WABCO’s OptiDrive automated manual transmission (AMT) technology automatically engages clutch and gear shift actuation. With driver’s operation, engine torque, vehicle load and road inclination taken into consideration, the result is optimised gear shifting to improve driver effectiveness (especially in less experienced drivers) and fuel efficiency by up to 5% for trucks and buses in congested city traffic and on long hauls. WABCO’s AMT systems does away with frequent shifting to reduce stress and fatigue letting drivers concentrate on traffic conditions. Optimized gear shifting improves driver effectiveness, particularly among less experienced drivers, and it enables more and better qualified drivers.
“OptiDrive shows WABCO’s technology leadership in automated manual transmissions as it continues to gain acceptance globally among makers of trucks, buses and transmissions, particularly in Asia and North America,” said Leon Liu, WABCO President, Asia. “WABCO pioneered our industry’s first AMT system in 1986 in Europe where today more than 60 percent of trucks adopt AMT solutions, and WABCO is further differentiated as we still remain our industry’s only independent supplier of compressed air-powered AMT systems.”

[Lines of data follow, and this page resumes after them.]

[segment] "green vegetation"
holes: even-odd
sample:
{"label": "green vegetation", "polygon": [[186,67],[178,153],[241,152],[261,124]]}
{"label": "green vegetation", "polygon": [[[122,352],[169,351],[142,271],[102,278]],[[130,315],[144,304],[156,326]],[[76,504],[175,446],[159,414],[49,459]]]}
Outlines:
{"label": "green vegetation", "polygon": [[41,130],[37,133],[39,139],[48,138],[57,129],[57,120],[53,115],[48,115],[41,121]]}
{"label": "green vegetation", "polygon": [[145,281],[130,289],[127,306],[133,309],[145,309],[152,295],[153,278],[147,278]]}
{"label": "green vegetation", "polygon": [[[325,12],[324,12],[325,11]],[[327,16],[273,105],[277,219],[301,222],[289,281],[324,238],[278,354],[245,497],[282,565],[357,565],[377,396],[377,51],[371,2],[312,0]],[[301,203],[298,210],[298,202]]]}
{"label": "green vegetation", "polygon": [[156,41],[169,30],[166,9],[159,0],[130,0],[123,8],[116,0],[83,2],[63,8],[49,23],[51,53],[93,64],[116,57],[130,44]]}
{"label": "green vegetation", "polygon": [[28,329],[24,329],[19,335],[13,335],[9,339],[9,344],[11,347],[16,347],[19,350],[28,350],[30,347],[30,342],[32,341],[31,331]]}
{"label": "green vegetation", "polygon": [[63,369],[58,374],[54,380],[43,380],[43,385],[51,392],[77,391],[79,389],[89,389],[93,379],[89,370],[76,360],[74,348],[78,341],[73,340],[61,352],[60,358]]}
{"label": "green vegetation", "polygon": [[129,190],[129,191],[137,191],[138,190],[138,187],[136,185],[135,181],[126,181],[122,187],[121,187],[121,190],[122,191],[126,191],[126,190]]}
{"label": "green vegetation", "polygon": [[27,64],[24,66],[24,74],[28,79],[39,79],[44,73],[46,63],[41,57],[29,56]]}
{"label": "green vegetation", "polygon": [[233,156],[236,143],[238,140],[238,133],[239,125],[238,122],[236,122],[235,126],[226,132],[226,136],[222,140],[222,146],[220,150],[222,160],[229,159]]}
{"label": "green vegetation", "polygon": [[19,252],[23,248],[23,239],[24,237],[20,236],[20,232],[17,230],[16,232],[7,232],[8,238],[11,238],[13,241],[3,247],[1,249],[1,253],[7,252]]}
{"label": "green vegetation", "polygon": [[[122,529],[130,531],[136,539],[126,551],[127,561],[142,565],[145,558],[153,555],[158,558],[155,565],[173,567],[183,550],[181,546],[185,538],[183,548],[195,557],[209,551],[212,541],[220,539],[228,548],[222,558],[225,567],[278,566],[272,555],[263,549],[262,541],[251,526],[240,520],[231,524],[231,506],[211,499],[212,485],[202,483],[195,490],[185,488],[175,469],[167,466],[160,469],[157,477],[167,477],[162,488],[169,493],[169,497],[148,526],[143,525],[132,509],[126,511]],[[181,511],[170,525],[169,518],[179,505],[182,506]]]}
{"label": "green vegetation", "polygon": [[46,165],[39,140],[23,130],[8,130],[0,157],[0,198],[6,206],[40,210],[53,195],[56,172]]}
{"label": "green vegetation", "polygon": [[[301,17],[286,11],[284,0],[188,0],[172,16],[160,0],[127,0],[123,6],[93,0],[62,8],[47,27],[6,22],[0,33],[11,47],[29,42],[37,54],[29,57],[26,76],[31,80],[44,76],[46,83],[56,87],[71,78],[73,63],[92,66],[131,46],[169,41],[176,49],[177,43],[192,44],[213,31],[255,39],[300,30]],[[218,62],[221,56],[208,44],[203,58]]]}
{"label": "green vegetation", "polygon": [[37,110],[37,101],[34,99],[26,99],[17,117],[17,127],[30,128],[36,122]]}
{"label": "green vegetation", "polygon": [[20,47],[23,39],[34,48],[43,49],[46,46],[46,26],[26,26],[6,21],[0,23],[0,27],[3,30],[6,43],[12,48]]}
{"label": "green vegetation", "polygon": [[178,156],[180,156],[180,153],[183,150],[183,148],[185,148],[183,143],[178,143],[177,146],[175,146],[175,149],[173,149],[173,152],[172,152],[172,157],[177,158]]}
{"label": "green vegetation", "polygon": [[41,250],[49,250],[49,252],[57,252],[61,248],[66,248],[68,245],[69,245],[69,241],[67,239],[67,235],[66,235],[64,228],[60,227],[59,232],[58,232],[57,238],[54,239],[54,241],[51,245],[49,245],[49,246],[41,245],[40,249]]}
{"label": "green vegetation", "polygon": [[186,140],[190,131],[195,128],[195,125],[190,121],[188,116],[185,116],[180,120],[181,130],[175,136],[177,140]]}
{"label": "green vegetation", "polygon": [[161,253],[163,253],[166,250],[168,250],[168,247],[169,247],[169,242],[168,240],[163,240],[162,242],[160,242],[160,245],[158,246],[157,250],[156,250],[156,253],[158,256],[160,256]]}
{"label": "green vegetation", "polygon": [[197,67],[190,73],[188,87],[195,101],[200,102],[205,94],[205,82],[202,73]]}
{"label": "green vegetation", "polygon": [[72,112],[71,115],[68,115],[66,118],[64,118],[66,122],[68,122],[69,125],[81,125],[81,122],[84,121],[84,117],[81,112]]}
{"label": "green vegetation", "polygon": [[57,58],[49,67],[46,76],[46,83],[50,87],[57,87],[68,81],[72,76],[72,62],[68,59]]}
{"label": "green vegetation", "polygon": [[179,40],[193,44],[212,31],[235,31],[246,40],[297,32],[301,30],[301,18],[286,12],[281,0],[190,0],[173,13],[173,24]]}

WABCO’s AMT solutions reduce wear on transmission components thereby reducing maintenance costs apart from being an environmentally cleaner solution for fleets. The company has partnered with major Indian commercial fleet operators to newly develop and retrofit AMT solutionsstarting out with trials on buses. VRL Logistics tested WABCO’s OptiDrive system for half a year on 2 buses.
“Our bus drivers report more comfort as there is no gear shifting and test findings indicate fuel savings from 5 to 8 percent,” said L. Ramanand Bhat, Chief Technical Officer at VRL Logistics. “Our drivers prefer vehicles with AMT as it reduces their stress and fatigue, and based on our satisfactory experience, we have further adopted WABCO’s AMT systems as original equipment fitment and retro-fitment for a large number of our trucks and buses.”